Читаем Афродита полностью

— Вот как раз потому, что я его друг, я ничего не могу ответить, — сказал Филодем. — Я его настолько хорошо знаю, что не знаю совсем. Спроси лучше Фразиласа, который, мало его читая, судит беспристрастно и безошибочно.

— Благодарю. Итак, что же думает о нем Фразилас?

— Это замечательный поэт! — произнес тот.

— Что ты под этим понимаешь? — не унимался Тимон.

— То, что любой писатель, Тимон, по-своему замечателен, как замечателен любой пейзаж... любая душа живая. Я не смог бы предпочесть даже самой бесплодной равнине зрелище великолепного моря. Я не смог бы отдать первенство ни одному из трех моих любимых сочинений: трактату Цицерона, оде Пиндара и письму Кризи, даже если бы наша прелестная подруга когда-нибудь удостоила меня своим вниманием. Я счастлив, когда, окончив чтение, уношу с собою воспоминания хотя бы об одной строке, заставившей задуматься или тронувшей мое сердце. До сих пор во всем, что я читал, я встречал такие строки. Но нигде не находил их продолжения... Быть может, каждому из нас дано сказать в жизни что-то свое, особенное, но те, кому это удается чаще, говорят слишком много и становятся назойливыми честолюбцами. Больше всего мне жаль, что невосполнимо молчание тех, кого уже нет с нами...

— Я не согласен, — возразил Нократес, не поднимая глаз. — Вселенная была создана, чтобы прозвучали лишь три истины, и, к нашему великому сожалению, это произошло еще пять веков назад. Гераклит постиг мир, Парменид — душу, Пифагор изменил божественное пространство. Нам же досталось в удел лишь молчание. Мне кажется, горошек превосходен!

Сезо слегка постучала по столу ручкой веера.

— Тимон, друг мой...

— Да?

— Почему ты завел разговор о том, что вовсе не интересно ни мне, латыни не знающей, ни тебе, желающему о ней забыть? Уж не вознамерился ли ты вскружить голову Фастине своим умом? Но меня, друг мой, не поймаешь в ловушку благозвучных речей! Я-то помню, что вчера в своей спальне раздела твою душу и теперь знаю, чем она отягощена.

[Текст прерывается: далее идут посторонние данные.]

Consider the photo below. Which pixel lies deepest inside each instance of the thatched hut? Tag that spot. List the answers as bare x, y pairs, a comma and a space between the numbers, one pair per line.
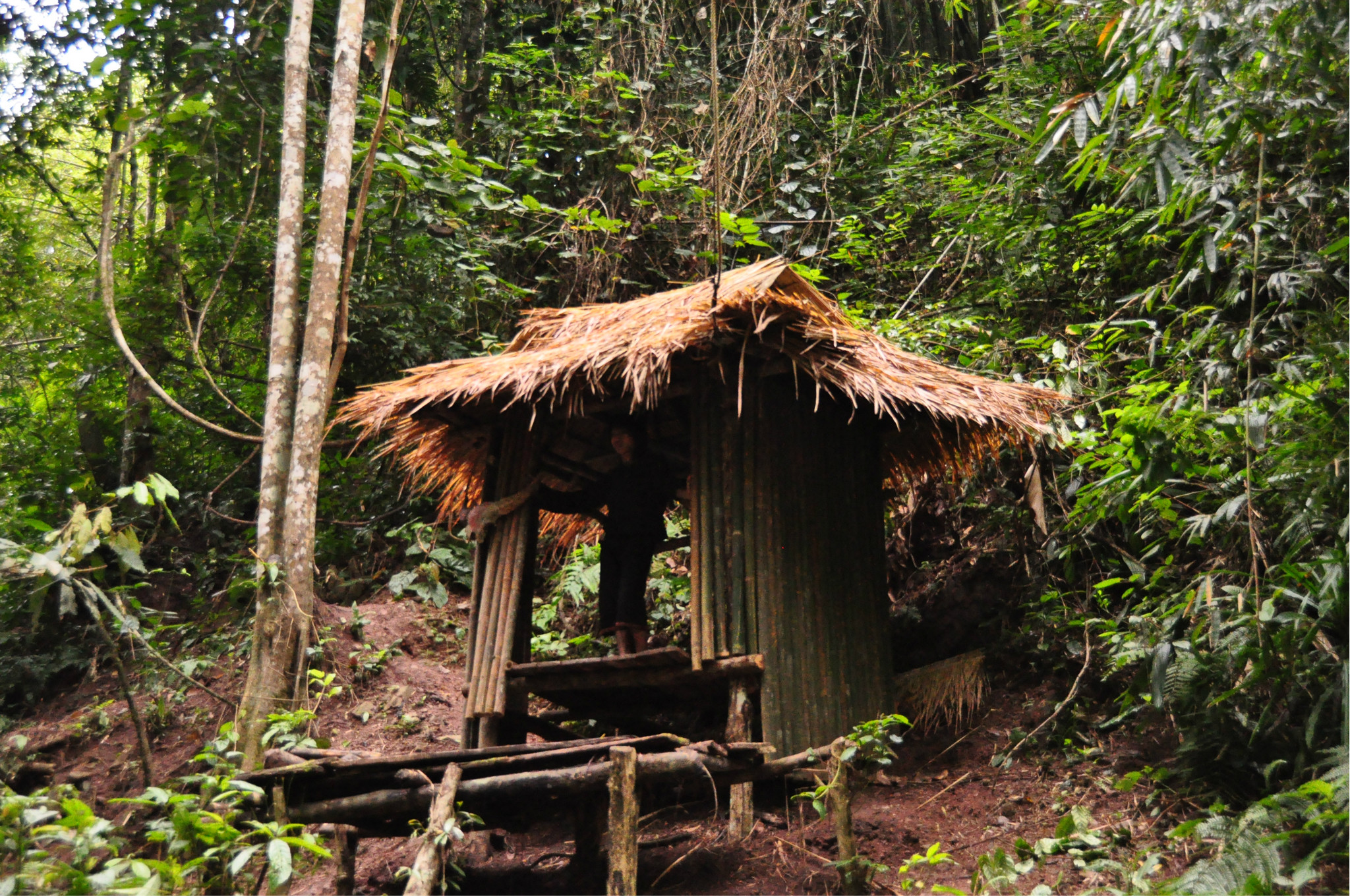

— В самом деле? — с некоторым смущением спросил юноша, но тут с мягкой иронией вмешался Фразилас:

— Сезо, всякий раз, отзываясь о Тимоне либо с похвалою, коей он вполне достоин, либо с порицанием, помни, что его душа — невидимка, это нечто особенное! Она живет сама по себе, но она — зеркало для тех, кто сможет на нее взглянуть. Она меняет свой облик в зависимости от того, где находится тело ее властелина. Той ночью, когда Тимон был у тебя, его душа была открыта тебе — и напоминала тебя. Неудивительно, что она тебе понравилась! Сейчас же она больше напоминает Филодема, вот ты и волнуешься и не узнаешь ее. Но душа никогда не может сама себе противоречить, ибо она — нечто эфемерное, она ничто не утверждает, а лишь со всем соглашается.

Тимон бросил на Фразиласа насмешливый взгляд, но промолчал.

— Как бы то ни было, мне надоела ваша болтовня. Нас здесь четыре куртизанки, и с этой минуты мы берем нить беседы в свои руки, дабы не уподобиться бессловесным младенцам, открывающим рот лишь для того, чтобы пососать грудь кормилицы, глотнуть молочка — то есть напиться вашими премудрыми суждениями. Фастина! Ты новенькая в нашей компании, тебе и начинать.

— Прекрасно, — ласково согласился Нократес. — Итак, Фастина, выбирай, о чем ты желаешь побеседовать с нами?

Молодая римлянка потупилась и, мило краснея и жеманясь, промолвила:

— О любви.

— Весьма оригинально! — проговорила Сезо, едва сдерживая смех.

Остальные молчали.

Стол был завален венками и букетами, заставлен кубками и кувшинами. Рабы внесли в плетеных корзинах хлебы, легкие, как пух. На керамических блюдах лежали жирные угри, посыпанные пряностями, и другие столь же соблазнительные яства.

Подали пурпурную дораду, которая, как утверждали, возникла из той же самой пены, что и Афродита, так что это кушанье как нельзя больше подходило для пира куртизанок; затем барабульку, обложенную со всех сторон кальмарами, которые, как известно, увеличивают мужскую доблесть; разноцветных морских ежей, чья икра обладает тем же пленительным свойством. Лежала на блюдах и другая рыба, например, нежные кусочки осьминога и даже брюшко белого ската, округлое, как животик молоденькой красотки.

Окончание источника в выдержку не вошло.